In March, the organization reduced the number of beds at the Statesville shelter and moved some guests to hotels to create more space for social distancing. There is less risk at the Tryon Street facility because it had been recently renovated and guests have their own pods, Clausen-Kelly said. But there are still more than 120 guests inside the shelters with at least one of the CDC’s identified coronavirus risk conditions, which includes older adults and those with underlying medical conditions such as diabetes.

The move comes as construction of a new bigger Statesville shelter, which will replace the existing building, continues apace toward an opening date in February 2021. The facility will be named after the Howard R. Levine Foundation, which donated $1 million to support the project, and will have a pod layout similar to the Tryon Street shelter.

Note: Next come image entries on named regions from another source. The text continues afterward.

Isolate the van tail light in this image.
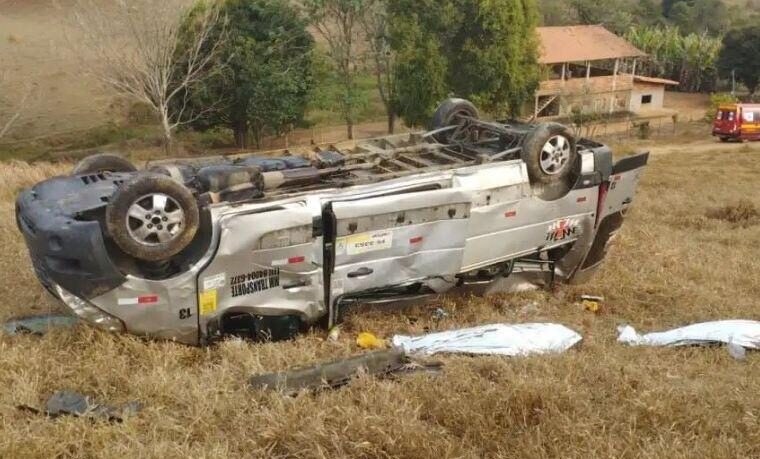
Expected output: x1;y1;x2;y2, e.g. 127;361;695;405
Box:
594;182;610;228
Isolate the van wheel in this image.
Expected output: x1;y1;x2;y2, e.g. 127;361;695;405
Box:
520;123;578;200
71;153;137;175
433;99;480;144
106;174;199;261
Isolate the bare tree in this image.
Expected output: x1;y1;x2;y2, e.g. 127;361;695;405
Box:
360;0;396;134
74;0;225;152
302;0;369;139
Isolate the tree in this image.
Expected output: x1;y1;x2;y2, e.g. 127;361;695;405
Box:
360;0;397;134
303;0;369;139
718;25;760;97
626;27;721;91
184;0;314;148
536;0;580;26
662;0;686;18
389;0;539;125
74;0;224;152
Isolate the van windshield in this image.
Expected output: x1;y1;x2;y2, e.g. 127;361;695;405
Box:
715;110;736;121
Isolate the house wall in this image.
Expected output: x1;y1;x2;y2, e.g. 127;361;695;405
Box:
629;83;665;113
525;74;633;120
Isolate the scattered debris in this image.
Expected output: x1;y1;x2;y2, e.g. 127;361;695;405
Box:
581;295;604;303
327;325;340;342
618;320;760;349
707;199;760;225
392;324;582;356
250;349;442;395
520;301;539;315
3;314;79;335
581;300;602;314
356;332;386;349
433;308;449;322
18;391;143;422
726;343;747;360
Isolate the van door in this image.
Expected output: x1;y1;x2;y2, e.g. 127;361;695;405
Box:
198;200;326;340
326;189;471;310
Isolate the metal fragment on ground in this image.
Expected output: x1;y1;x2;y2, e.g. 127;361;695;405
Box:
618;320;760;349
3;314;79;335
249;349;441;395
392;323;582;356
19;390;143;422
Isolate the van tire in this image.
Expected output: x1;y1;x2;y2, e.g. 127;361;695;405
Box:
520;123;579;200
106;173;200;262
432;98;480;144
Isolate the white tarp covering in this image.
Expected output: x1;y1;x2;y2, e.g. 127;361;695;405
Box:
392;324;582;356
618;320;760;349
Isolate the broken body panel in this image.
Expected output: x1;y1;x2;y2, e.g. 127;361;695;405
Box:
17;131;648;345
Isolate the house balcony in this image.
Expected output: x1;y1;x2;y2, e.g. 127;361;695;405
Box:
536;74;633;96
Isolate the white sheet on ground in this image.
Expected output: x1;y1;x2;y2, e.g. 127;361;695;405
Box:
392;324;583;356
618;320;760;349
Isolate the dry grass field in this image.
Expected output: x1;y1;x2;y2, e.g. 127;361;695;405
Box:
0;140;760;459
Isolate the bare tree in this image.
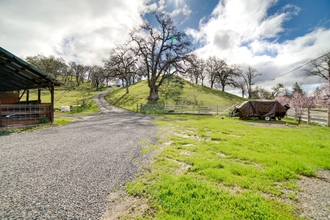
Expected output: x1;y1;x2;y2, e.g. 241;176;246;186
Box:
206;56;227;88
88;65;106;91
188;53;207;86
305;51;330;82
131;12;191;101
240;66;261;99
315;79;330;108
68;61;88;86
103;46;138;94
217;65;242;92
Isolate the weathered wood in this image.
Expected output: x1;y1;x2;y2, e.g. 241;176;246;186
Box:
0;92;19;104
327;105;330;127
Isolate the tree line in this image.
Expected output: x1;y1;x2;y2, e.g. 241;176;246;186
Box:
26;12;330;105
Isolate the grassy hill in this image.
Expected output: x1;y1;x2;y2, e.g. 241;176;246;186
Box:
106;77;245;111
21;82;107;113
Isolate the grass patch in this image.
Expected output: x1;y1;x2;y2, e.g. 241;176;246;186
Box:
0;118;72;136
21;83;111;114
126;115;330;219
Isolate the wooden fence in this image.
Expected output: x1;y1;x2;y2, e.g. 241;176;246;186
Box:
287;108;330;127
0;102;53;129
137;104;237;115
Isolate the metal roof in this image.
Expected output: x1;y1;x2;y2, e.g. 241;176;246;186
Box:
0;47;61;92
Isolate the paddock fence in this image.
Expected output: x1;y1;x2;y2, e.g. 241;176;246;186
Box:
0;102;52;130
287;108;330;127
137;103;237;116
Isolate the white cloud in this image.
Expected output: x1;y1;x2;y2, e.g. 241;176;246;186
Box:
186;0;330;91
0;0;145;65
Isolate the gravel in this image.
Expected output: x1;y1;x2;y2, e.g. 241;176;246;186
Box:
0;90;156;219
297;170;330;220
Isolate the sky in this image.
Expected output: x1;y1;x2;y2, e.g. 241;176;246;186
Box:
0;0;330;94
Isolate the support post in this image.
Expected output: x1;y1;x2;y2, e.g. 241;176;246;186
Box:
50;85;54;123
38;89;41;104
0;101;2;127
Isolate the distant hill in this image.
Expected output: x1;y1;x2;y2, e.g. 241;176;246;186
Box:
106;77;245;110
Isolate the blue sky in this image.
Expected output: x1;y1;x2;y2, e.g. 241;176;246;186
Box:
0;0;330;92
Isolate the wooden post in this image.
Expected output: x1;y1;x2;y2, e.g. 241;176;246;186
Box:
307;107;311;124
50;85;54;123
38;89;41;104
0;101;2;127
26;90;30;104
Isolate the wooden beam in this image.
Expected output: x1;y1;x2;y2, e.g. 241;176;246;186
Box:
0;101;2;127
50;84;54;123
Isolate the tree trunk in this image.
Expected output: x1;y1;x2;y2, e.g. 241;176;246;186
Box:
148;86;159;101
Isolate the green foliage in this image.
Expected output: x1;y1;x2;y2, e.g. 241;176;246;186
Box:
54;118;72;125
21;82;108;114
126;115;330;219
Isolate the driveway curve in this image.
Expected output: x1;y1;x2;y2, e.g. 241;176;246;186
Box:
0;90;156;219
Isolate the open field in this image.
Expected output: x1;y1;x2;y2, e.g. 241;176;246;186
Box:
126;115;330;219
106;77;245;111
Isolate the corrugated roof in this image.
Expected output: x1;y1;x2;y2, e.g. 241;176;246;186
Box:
0;47;61;92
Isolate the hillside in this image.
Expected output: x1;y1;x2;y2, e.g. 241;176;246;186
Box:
106;77;245;110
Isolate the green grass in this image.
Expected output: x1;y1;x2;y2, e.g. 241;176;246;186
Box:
21;82;111;114
126;115;330;219
106;77;245;111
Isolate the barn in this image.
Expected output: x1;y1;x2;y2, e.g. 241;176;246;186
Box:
0;47;61;130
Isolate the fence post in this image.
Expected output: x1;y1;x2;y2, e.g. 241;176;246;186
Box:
0;101;2;127
307;107;311;124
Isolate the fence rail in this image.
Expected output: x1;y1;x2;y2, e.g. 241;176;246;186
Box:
137;104;237;115
287;108;330;127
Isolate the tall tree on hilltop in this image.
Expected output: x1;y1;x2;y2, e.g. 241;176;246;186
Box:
206;56;227;88
305;51;330;82
131;12;191;101
103;46;138;94
217;65;242;92
189;53;207;86
240;66;261;99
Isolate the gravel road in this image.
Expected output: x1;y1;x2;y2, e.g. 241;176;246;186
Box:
0;90;156;219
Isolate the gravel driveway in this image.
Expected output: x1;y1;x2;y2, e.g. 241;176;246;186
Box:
0;90;156;219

In the meantime, the temporary move to a motel will limit the potential to spread the virus and “greatly diminishes risks,” Clausen-Kelly said. Residents will only share a room with one other person. Meals will be provided and guests must wear masks unless eating or sleeping. 

In May, Roof Above opened another temporary facility in an old dorm, providing individual spaces for 70 guests.

Roof Above also serves another 600 people in its housing programs — a “scattered site” model that has 367 units — including Moore Place, a 120-unit apartment building in the North End area.

In May, a resident in one the organization’s housing programs was exposed to Covid-19 through his workplace and tested positive, but he has recovered. That’s the only incidence of Covid-19 among Roof Above residents so far, Clausen-Kelly said. 

A lot of residents work in essential jobs, she said, so the shelters do regular health checks, screenings, temperature checks and follow the community’s testing and quarantine processes when necessary.

Clausen-Kelly said she is encouraged and inspired by the “resilience of the staff and those we serve” in these difficult times. “Homelessness is hard already,” she said, so imagine what it’s like in a pandemic with fewer job opportunities and more restrictions.

“This health crisis has really highlighted our housing crisis, (which) creates risk for all of society,” Clausen-Kelly said.